Inclusive Design of AI's Explanations: Just for Those Previously Left Out?

Md Montaser Hamid, Fatima A. Moussaoui, Jimena Noa Guevara, Andrew Anderson, Puja Agarwal, Jonathan Dodge, Margaret Burnett · 2026 · ACM Transactions on Interactive Intelligent Systems · doi:10.1145/3772074

Summary

This paper investigates whether inclusive design applied to AI explanations can produce curb-cut effects: improvements designed to help underserved users that also benefit everyone. The study centres on Explainable AI (XAI), a field concerned with helping users understand how AI systems reason. The authors examine a real AI product team (Team Game) who used GenderMag, a systematic inclusive design inspection method based on five facets of problem-solving style (Motivations, Information Processing Style, Computer Self-Efficacy, Attitudes Toward Risk, and Learning Style), to find and fix inclusivity bugs in their XAI prototype.
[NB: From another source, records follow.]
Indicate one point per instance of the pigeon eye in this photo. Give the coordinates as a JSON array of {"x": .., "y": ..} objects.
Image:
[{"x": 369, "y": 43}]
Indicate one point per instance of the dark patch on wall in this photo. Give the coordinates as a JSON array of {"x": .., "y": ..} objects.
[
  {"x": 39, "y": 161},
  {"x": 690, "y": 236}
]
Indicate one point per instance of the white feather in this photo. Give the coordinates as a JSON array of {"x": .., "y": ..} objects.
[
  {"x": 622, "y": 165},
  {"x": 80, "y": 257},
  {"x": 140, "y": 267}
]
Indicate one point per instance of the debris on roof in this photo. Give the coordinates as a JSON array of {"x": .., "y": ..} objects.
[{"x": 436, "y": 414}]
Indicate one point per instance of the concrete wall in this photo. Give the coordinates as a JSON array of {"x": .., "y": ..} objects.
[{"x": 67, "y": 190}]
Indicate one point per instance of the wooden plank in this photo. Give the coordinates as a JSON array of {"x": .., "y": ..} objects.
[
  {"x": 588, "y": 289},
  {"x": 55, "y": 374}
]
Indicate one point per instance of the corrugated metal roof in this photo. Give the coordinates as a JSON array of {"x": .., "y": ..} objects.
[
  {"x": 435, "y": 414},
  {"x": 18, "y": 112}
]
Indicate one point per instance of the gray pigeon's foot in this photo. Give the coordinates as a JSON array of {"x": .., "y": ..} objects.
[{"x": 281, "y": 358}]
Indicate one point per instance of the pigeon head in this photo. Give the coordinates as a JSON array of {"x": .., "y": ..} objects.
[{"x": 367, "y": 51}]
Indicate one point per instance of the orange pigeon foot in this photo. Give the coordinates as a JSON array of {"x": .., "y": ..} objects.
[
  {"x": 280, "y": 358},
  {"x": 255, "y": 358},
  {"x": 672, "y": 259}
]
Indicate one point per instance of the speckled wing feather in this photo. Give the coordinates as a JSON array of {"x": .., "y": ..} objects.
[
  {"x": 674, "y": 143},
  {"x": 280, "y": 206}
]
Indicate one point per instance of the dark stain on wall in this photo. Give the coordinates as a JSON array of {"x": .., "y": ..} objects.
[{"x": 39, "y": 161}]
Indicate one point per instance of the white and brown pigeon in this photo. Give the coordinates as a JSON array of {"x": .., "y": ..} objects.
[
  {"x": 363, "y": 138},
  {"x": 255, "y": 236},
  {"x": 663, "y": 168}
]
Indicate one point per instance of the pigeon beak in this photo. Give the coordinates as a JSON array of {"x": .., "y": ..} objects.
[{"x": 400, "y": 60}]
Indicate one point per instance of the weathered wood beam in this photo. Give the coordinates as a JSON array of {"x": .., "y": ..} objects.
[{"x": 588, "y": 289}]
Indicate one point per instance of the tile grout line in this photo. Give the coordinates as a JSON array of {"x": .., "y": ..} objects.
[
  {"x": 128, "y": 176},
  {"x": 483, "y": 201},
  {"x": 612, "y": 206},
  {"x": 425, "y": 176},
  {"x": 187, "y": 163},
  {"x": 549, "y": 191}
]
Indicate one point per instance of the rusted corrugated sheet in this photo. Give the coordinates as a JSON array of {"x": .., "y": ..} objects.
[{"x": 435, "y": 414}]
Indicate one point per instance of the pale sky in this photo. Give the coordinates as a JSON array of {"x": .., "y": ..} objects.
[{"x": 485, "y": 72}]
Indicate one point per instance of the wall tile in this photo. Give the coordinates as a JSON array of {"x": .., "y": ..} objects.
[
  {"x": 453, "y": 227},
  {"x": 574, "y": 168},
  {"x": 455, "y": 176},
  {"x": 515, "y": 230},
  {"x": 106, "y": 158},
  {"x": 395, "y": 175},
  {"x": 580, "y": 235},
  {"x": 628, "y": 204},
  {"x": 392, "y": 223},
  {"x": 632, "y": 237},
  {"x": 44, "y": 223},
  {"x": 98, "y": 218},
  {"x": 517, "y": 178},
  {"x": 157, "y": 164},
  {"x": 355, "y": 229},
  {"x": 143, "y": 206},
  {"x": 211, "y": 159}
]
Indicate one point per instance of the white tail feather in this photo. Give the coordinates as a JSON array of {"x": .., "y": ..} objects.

The prototype explained two AI agents playing a grid-based version of Tic-Tac-Toe using three explanation types: ranked move scores, scores through time, and scores on the board. Before the study, Team Game applied GenderMag walkthroughs to find places where their explanations failed users with Abi-like problem-solving styles, those more commonly associated with women and often the most underserved in software design. They made 13 fixes, the most impactful being Fix-2 (adding exact win, loss, and draw percentages via tooltips) and Fix-7 (adding a permanent Top 5 Moves display). A between-subjects study was then run with 69 participants who had no formal AI background: 34 used the original prototype and 35 used the post-GenderMag version. Participants were evaluated on their conceptual understanding of the AI agents (mental model concepts scores, based on which correct and incorrect concepts they expressed about the AI) and their ability to predict the AI's next move (prediction error). The GenderMag facets and participants' gender were used to analyse whether effects were especially strong for underserved groups.

Key findings

Four main results emerged. First, the post-GenderMag prototype improved overall conceptual mental model scores significantly: post-GenderMag participants scored higher than original participants (mean 129 vs 109, p=0.049, d=0.40), constituting a broad benefit for everyone. Second, the improvement was especially strong for Abi-like participants (the underserved population targeted by the fixes), who gained significantly more than their original-version counterparts (mean 141 vs 113, p=0.030), confirming a curb-cut effect. The gender gap in mental model scores narrowed by 45%, with women in the post-GenderMag group significantly outperforming women in the original group (mean 128 vs 99, p=0.015). Third, however, the fixes did not improve prediction accuracy and may have harmed it: original participants had marginally better prediction error scores than post-GenderMag participants (p=0.089). This was driven by Fix-7's always-on Top 5 Moves display, which encouraged participants to base predictions on the previous move's top choices, a heuristic that misled them when the game situation had changed significantly. This constitutes a curb-fence effect: an inclusivity fix that over-benefits users by promoting overreliance. Fourth, explanation usage predicted mental model concepts scores (linear regression, p<0.001), and post-GenderMag participants engaged more with explanations.

Relevance

This study has direct implications for accessibility professionals working on AI-powered tools and interfaces. It provides empirical evidence that inclusive design methods like GenderMag can simultaneously improve AI explanations for underserved users and for everyone, producing curb-cut effects analogous to physical curb cuts benefiting wheelchair users and the general public alike. The 45% reduction in the gender gap in AI understanding is a particularly concrete outcome for organisations committed to equitable AI. The curb-fence finding is equally important: design features intended to make AI more accessible can inadvertently encourage overreliance, degrading users' independent judgment. For accessibility practitioners deploying AI explanation systems in contexts such as assistive technology, healthcare tools, or workplace accommodation systems, this tension between declarative comprehension and procedural prediction ability is a practical design challenge. The paper also raises methodological caution: prediction accuracy, widely used to measure XAI effectiveness, may not be appropriate when the explanation goal is conceptual understanding rather than action mimicry.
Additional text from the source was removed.